By asking certain questions, you can also highlight your strengths. If you have a set of skills or interests that have not yet been explored in the interview, having some questions prepared can set you up to talk about them. Do you enjoy writing? Ask about how much writing the position requires, and segue into how much you enjoy it. Asking the right questions is a great way to highlight any other skill or competency you think you have relevant to the job, but has not yet come up as part of the interview. Try to have a couple questions reserved just to talk about parts of the job you are most excited about to make a good impression.
Be Prepared For Common Interview Questions
You sat for your interview, but were blindsided by most of the questions the interviewer asked. “Can you tell me about yourself” left you rambling about your latest hobbies (of which he or she takes no interest). When asked “How does this position compare with others you have applied for”, you were left stammering about how you already blew your first two interviews.
You left the interview sure there was no call-back coming, and an email you received the next day confirmed your suspicions.
What Went Wrong?
Your interviewer will probably ask some of the same basic questions asked millions of times before at nearly every job interview. Candidates who have a thoughtful, concise answer will always look more polished than those grasping at straws.
There are two ways these questions can go badly – giving the wrong answer, and giving a rehearsed answer.
A “wrong” answer is one that sets off a red flag for the interviewer. If when describing yourself, you do not list any qualities they are looking for to fill the position, this can be a red flag. A “rehearsed” answer can be just as bad – the interviewer does not want to feel like you are trivializing the question and not putting any serious thought into your response.
How To Do Better
This one is very easy to prepare for, but most candidates overlook it.
Just as you are reading this for tips on how to make a great impression during your interview, your interviewer is probably reading up on ways to filter candidates by asking the right questions on their end. This gives you an advantage, since you can easily look up common interview questions, and even some of the best ways to answer them. On the other hand, if you have prepared answers you can list off without a second thought, it can also come off as dishonest.

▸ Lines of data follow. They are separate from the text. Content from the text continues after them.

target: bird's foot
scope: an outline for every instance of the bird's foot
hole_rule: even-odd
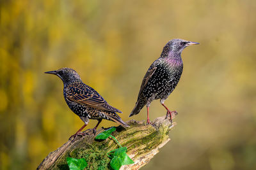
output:
[[[147,120],[147,125],[152,125],[152,123],[149,120],[149,118]]]
[[[97,132],[96,129],[97,129],[97,127],[96,128],[94,127],[93,129],[88,129],[85,132],[90,131],[90,132],[92,132],[92,134],[93,135],[95,135],[96,134],[96,132]]]
[[[76,137],[77,137],[77,136],[86,136],[86,135],[88,135],[88,133],[86,133],[86,132],[76,133],[76,134],[73,134],[72,136],[71,136],[70,138],[69,138],[68,140],[70,140],[71,139],[73,138],[73,139],[72,139],[72,142],[73,142]]]
[[[176,116],[178,115],[178,112],[176,111],[167,111],[166,113],[166,117],[165,117],[166,119],[170,120],[171,121],[171,123],[172,123],[172,118],[173,117]]]

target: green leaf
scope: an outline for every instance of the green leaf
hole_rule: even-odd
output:
[[[108,129],[108,130],[100,133],[97,136],[96,136],[95,139],[106,139],[108,137],[109,137],[109,135],[114,131],[116,130],[116,128],[115,127],[113,127],[111,128]]]
[[[122,166],[134,164],[126,153],[126,147],[122,147],[115,150],[115,152],[110,153],[112,157],[110,161],[110,166],[115,170],[118,170]]]
[[[67,162],[70,170],[83,170],[87,166],[85,159],[75,159],[72,157],[67,158]]]

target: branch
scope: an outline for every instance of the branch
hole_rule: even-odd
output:
[[[172,118],[176,115],[177,113],[172,113]],[[145,125],[144,122],[134,120],[127,124],[131,127],[124,129],[118,126],[112,134],[123,146],[127,148],[127,154],[134,162],[133,164],[122,166],[120,169],[138,169],[148,163],[158,153],[159,148],[170,140],[169,132],[176,125],[175,122],[172,124],[170,117],[165,116],[157,118],[152,125]],[[100,129],[96,135],[104,131],[104,129]],[[99,169],[109,169],[110,159],[107,153],[118,146],[111,138],[104,141],[95,141],[95,137],[90,131],[88,135],[77,137],[73,141],[69,140],[50,153],[36,169],[69,169],[66,162],[67,157],[84,157],[88,163],[88,169],[97,169],[99,167],[102,168]]]

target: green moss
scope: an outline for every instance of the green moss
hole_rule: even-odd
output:
[[[88,145],[88,148],[77,150],[77,158],[84,158],[88,164],[86,169],[108,169],[110,159],[107,151],[97,146]]]

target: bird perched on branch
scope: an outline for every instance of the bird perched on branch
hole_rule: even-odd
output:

For example, one of the most common interview questions is to list your strengths and weaknesses. What interviewers want to hear is that your strengths are something that will specifically help with the role you are interviewing for, and your weaknesses are something you are aware of, are working to improve, and will not impact your performance at this role. This means that for every interview you sit for, the way you answer this question should be a bit different, but keeping with the same theme.
It also helps to practice interview questions with a friend, taking turns as both the interviewer and interviewee.